We present a case of monozygotic twins who are discordant for breast cancer and chemotherapy exposure (ie, one twin contracted breast cancer and underwent chemotherapy, and the other had no breast cancer). As part of a larger study, each was evaluated with standardized, self-report measures of cognitive function, standard neuropsychological tests, and structural and functional magnetic resonance imaging (MRI).

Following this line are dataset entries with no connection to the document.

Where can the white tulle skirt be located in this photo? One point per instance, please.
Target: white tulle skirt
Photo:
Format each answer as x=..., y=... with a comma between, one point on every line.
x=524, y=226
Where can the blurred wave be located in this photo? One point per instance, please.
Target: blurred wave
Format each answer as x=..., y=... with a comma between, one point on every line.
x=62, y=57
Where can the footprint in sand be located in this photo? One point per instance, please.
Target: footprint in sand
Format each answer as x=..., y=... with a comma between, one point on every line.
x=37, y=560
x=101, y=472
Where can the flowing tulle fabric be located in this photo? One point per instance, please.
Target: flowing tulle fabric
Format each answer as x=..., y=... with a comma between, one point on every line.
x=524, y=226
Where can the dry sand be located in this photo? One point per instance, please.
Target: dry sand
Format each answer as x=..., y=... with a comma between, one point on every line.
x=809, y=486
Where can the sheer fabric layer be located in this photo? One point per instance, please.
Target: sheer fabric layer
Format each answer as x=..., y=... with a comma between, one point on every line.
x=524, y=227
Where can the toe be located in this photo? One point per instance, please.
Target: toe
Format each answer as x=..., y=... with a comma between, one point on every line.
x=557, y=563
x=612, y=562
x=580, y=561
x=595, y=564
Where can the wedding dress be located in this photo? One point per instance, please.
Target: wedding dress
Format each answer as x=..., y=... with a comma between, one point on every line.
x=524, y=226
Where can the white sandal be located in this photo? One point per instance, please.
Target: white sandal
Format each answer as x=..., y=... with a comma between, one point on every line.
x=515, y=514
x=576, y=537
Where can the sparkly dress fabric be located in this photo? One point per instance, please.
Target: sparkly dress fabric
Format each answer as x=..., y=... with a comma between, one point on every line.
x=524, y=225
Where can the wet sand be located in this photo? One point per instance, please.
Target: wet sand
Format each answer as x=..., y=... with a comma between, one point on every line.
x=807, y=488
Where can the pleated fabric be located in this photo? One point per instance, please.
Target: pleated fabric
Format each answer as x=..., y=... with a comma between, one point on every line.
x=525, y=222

Results indicated small differences in neuropsychological test performance but striking contrasts in self-reported cognitive complaints and structural and functional MRI images. Specifically, the twin who underwent chemotherapy had substantially more subjective cognitive complaints, more white matter hyperintensities on MRI, and an expanded spatial extent of brain activation during working memory processing than her nonaffected twin.
This case illustrates possible physiologic mechanisms that could produce long-term cognitive complaints among chemotherapy recipients and help formulate hypotheses for further empirical study in the area of chemotherapy-associated cognitive dysfunction.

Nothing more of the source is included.